KnightsofOdessa

選ばなかったみちのKnightsofOdessaのレビュー・感想・評価

選ばなかったみち(2020年製作の映画)
1.0
[ごめんパパ、何言ってるか分からないよ] 0点

21世紀のミューズとも言える皆大好きエル・ファニングの最新作は、サリー・ポッターの最新作としてベルリン国際映画祭に登場した。彼女の作品は四度目の登場となるが、やはりエル・ファニングの人気もあって比較的早くから注目度が爆上がりしていた作品だったのは記憶に新しい(蓋を開けてみるとそこまで評価は高くなかった)。本作品は精神障害を患っている男レオとその娘モリーのある一日を描いている。レオの精神状態は分裂しており、初恋相手ドロレスとの結婚生活、ギリシャでのバカンス生活など可能な限り憶えている記憶を繋いで作られた実在しない記憶を幻覚として見続けており、"意識の流れ"のように現実にも度々介入してくる。ドロレスとの結婚生活は二人の息子の死によって破綻しかけており、これは何年も前に別れたモリーの母との結婚生活を暗示している。また、ギリシャでの作家生活はモリーと同じくらいの年齢の女性が登場し、幼い頃に引き離されたモリーとの関係を暗示している。

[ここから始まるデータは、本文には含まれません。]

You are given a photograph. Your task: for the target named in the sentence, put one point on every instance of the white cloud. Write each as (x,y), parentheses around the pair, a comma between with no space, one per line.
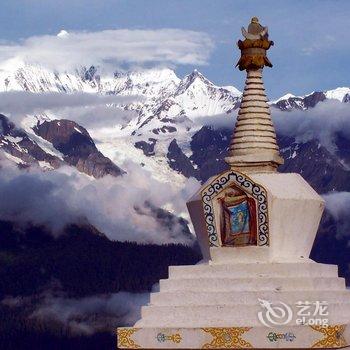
(115,47)
(64,196)
(85,315)
(321,122)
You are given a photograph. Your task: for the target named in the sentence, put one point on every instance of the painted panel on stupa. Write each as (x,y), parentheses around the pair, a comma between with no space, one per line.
(236,211)
(237,216)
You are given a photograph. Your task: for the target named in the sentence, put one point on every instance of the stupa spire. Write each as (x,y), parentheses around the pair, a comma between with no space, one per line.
(253,146)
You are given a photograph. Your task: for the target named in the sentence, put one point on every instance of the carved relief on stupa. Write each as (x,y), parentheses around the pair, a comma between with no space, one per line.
(236,212)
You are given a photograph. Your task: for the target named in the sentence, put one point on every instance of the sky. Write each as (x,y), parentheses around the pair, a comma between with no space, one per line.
(311,37)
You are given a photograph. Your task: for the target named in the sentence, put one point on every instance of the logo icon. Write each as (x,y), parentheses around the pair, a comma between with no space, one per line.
(274,314)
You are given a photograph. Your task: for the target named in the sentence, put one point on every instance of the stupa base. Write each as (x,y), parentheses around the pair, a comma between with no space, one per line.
(291,337)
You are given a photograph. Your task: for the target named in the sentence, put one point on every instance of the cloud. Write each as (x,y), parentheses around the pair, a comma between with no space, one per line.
(77,106)
(111,47)
(57,198)
(85,315)
(321,122)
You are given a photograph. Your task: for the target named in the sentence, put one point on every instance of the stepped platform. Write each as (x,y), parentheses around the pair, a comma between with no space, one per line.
(216,306)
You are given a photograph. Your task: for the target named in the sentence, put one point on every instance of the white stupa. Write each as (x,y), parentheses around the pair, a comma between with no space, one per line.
(256,286)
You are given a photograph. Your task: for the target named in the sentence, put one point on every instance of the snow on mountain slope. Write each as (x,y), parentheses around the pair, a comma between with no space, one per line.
(338,93)
(169,110)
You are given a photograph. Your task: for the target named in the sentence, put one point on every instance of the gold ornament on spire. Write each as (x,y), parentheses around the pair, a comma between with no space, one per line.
(254,46)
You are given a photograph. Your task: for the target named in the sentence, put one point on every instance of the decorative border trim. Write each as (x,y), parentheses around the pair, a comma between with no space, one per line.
(227,338)
(247,185)
(124,338)
(292,337)
(333,336)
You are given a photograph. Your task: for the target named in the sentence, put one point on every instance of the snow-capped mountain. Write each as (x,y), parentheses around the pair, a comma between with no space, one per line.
(164,131)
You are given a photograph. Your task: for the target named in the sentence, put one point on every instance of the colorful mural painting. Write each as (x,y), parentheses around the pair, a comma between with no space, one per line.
(235,211)
(238,218)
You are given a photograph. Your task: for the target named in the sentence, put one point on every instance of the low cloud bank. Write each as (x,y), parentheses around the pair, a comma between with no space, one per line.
(84,316)
(59,197)
(111,48)
(84,108)
(322,122)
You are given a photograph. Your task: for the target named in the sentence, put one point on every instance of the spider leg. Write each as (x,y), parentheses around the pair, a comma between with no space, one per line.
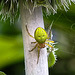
(28,32)
(33,48)
(38,54)
(49,41)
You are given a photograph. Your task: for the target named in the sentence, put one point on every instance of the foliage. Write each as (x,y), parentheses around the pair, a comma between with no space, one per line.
(2,73)
(10,8)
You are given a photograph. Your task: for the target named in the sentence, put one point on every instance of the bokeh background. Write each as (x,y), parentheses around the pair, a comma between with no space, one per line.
(11,44)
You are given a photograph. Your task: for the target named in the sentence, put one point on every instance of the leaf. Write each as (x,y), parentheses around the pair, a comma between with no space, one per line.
(2,73)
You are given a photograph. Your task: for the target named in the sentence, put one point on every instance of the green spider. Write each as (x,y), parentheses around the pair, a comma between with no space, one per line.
(41,37)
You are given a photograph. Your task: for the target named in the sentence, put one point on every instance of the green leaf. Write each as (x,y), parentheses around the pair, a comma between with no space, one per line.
(2,73)
(51,59)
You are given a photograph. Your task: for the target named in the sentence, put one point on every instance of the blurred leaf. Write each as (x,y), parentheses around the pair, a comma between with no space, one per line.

そこで終わってしまえば技工だけの映画だが、本作品は幻想であるはず(つまりレオが生き続ける限り永遠につづくはず)の挿話にオチまで付け、ご丁寧に答え合わせまでした挙げ句、モリーに"なんて言ってるか分からん"と毎回言わせることで逆にどうでも良さが際立ってしまう。また、途中から現実を幻覚が乗っ取り始めるという描写のために、現実への"介入"が無くなっていき、挿話と本編との繋ぎ目がメチャクチャになっていくのだが、これがあまり上手くいっているとも思えない。つまり、技工だけの映画ですら無くなってしまい、小説でも書いてろ以外掛ける言葉を失くしてしまう。

"誰がなんと言おうと貴方は貴方よ"という聞き覚えのある文句が、このくだらない映画の最後をまとめるように、エル・ファニングの口から出てくる。私は頭を抱えてしまった。映画にする必要がないと思う。残念。